AgentSkillsCN

receipt-parser-engineer

在 curlys-books 中创建、修复并优化确定性的收据/发票解析器,包括供应商识别、OCR 文本提取路由(对于文本 PDF 使用 pdfplumber → AWS Textract 作为备用;对于图像则使用 Textract)、黄金基准的创建,以及对供应商调度器/注册表的更新。适用于新增供应商解析器、调试误检问题、改进总额/税额/日期/行项提取,或在面对尚未经过测试的供应商解析器时,决定何时依赖 Claude Vision 作为备用方案。

SKILL.md
--- frontmatter
name: receipt-parser-engineer
description: Create, fix, and refine deterministic receipt/invoice parsers in curlys-books, including vendor detection, OCR text extraction routing (pdfplumber for text PDFs → AWS Textract fallback; images → Textract), golden fixture creation, and updates to the vendor dispatcher/registry.
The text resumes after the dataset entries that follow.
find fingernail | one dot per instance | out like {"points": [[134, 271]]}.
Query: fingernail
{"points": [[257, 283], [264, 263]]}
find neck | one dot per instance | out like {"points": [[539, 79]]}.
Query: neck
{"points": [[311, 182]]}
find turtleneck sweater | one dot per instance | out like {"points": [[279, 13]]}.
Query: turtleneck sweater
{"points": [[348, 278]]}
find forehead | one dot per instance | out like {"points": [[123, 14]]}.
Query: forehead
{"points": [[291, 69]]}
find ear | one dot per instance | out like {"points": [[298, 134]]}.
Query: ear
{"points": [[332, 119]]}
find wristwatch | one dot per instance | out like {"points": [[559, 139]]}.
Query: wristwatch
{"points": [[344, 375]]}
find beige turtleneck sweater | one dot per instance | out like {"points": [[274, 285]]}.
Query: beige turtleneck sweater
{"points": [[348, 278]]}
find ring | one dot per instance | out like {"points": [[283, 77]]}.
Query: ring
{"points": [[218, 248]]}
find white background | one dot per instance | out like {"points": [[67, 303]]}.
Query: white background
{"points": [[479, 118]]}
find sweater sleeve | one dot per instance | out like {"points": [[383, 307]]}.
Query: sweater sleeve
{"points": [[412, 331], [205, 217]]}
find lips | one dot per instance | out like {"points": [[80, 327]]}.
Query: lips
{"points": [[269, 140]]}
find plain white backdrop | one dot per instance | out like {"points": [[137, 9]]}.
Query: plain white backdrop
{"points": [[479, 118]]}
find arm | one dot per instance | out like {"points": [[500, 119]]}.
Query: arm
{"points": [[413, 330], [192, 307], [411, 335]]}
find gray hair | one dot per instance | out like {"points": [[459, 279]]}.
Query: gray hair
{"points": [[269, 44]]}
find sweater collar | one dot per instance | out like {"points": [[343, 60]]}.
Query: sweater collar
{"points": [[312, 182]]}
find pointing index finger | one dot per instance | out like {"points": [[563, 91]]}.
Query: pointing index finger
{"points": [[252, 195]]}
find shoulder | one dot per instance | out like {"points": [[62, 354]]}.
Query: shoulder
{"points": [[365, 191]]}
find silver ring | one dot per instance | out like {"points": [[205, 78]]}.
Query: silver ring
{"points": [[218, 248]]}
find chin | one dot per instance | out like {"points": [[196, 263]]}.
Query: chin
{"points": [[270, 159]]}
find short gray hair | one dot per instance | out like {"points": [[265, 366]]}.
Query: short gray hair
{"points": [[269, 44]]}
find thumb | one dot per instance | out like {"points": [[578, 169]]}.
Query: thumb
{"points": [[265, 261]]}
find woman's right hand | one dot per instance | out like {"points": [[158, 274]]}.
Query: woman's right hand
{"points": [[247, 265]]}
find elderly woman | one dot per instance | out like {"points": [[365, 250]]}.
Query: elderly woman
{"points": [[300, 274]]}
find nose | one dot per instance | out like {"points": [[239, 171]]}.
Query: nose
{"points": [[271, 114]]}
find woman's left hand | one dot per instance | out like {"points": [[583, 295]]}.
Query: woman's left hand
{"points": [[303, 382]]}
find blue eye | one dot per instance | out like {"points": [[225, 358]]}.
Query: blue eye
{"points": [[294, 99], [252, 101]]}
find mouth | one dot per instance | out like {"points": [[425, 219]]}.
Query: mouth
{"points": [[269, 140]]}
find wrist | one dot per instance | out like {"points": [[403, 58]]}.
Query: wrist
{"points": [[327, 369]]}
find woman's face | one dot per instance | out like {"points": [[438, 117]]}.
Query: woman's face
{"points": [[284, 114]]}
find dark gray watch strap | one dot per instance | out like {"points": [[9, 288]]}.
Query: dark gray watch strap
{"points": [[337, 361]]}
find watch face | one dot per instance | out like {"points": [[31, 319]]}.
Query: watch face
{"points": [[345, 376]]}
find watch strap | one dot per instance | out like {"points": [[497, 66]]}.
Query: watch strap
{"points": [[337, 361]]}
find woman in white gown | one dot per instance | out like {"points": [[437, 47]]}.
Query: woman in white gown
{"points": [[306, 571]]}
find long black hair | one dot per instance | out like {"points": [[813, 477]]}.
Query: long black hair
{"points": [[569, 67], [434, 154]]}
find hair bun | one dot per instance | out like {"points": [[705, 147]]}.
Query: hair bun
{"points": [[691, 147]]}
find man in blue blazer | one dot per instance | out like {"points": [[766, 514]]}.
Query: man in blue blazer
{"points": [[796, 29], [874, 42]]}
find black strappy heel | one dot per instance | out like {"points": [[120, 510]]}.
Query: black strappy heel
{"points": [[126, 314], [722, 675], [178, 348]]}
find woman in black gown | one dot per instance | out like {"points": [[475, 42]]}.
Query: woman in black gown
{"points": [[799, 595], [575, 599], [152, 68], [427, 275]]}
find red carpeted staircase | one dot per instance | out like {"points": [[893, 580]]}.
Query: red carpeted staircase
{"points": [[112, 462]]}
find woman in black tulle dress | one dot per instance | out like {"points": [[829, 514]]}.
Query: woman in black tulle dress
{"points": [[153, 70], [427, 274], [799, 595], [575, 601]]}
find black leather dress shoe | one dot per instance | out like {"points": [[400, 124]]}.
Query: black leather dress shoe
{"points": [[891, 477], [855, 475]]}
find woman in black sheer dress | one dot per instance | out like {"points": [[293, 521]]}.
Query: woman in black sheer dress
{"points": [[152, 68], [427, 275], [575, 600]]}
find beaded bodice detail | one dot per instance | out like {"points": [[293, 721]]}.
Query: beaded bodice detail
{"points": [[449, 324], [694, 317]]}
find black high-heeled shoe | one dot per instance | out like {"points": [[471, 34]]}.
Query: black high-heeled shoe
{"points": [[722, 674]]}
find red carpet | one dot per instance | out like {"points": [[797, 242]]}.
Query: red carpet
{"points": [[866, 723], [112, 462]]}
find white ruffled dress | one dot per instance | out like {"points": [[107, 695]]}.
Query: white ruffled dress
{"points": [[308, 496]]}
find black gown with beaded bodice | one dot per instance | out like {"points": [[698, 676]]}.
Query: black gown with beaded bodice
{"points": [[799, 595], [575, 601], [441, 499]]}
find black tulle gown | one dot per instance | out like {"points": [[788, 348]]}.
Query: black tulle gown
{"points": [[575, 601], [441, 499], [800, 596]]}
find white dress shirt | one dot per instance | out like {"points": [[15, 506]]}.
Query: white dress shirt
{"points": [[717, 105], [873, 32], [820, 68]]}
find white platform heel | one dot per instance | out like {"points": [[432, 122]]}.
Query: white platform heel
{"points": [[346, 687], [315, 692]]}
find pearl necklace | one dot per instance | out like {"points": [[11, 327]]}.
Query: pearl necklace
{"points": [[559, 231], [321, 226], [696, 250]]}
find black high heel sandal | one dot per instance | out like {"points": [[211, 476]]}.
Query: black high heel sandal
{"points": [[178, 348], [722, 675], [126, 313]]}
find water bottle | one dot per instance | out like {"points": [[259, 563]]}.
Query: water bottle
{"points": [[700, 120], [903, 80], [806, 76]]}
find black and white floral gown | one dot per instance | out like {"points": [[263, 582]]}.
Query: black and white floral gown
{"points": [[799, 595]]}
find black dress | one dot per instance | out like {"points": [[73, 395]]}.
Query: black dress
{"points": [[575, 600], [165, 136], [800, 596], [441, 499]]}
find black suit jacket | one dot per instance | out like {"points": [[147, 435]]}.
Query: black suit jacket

Use when adding a new vendor parser, debugging mis-detections, improving totals/tax/date/line extraction, or deciding when to rely on Claude Vision fallback for vendors without a tested parser.

Receipt Parser Engineer

Overview

Build and maintain vendor parsers that turn extracted receipt text into ReceiptNormalized with high accuracy, backed by golden fixtures. Keep parsing deterministic where possible and treat Claude Vision as the safety net for unknown vendors.

Workflow Decision Tree

  1. Start from the file type

    • PDF: use embedded text when possible; if the PDF has little/no embedded text, OCR it.
    • Image: OCR it.
    • Email HTML/text: parse directly (no OCR).
  2. Decide whether to write/extend a deterministic parser

    • Write/refine a deterministic parser when the vendor is high-volume, has structured line items, or needs reliable tax/subtotal/total.
    • Prefer Claude Vision fallback when the vendor is low-volume, highly variable, or you lack enough samples to stabilize patterns.
  3. Choose the OCR/text-extraction path

    • Rule: pdfplumber is for text-based PDFs; AWS Textract is for images and anything pdfplumber can’t extract meaningfully from a PDF.

Core Invariants

  • Do not introduce any local OCR-binary wrapper or dependency; use Textract for OCR.
  • Keep vendor parsers deterministic: parse from ocr_text (and pdf_path only when table extraction is required).
  • Every parser change ships with a golden fixture test that reproduces the bug and prevents regressions.
  • Avoid “magic balancing” lines: prefer validation_warnings for missing/faded items rather than inventing data.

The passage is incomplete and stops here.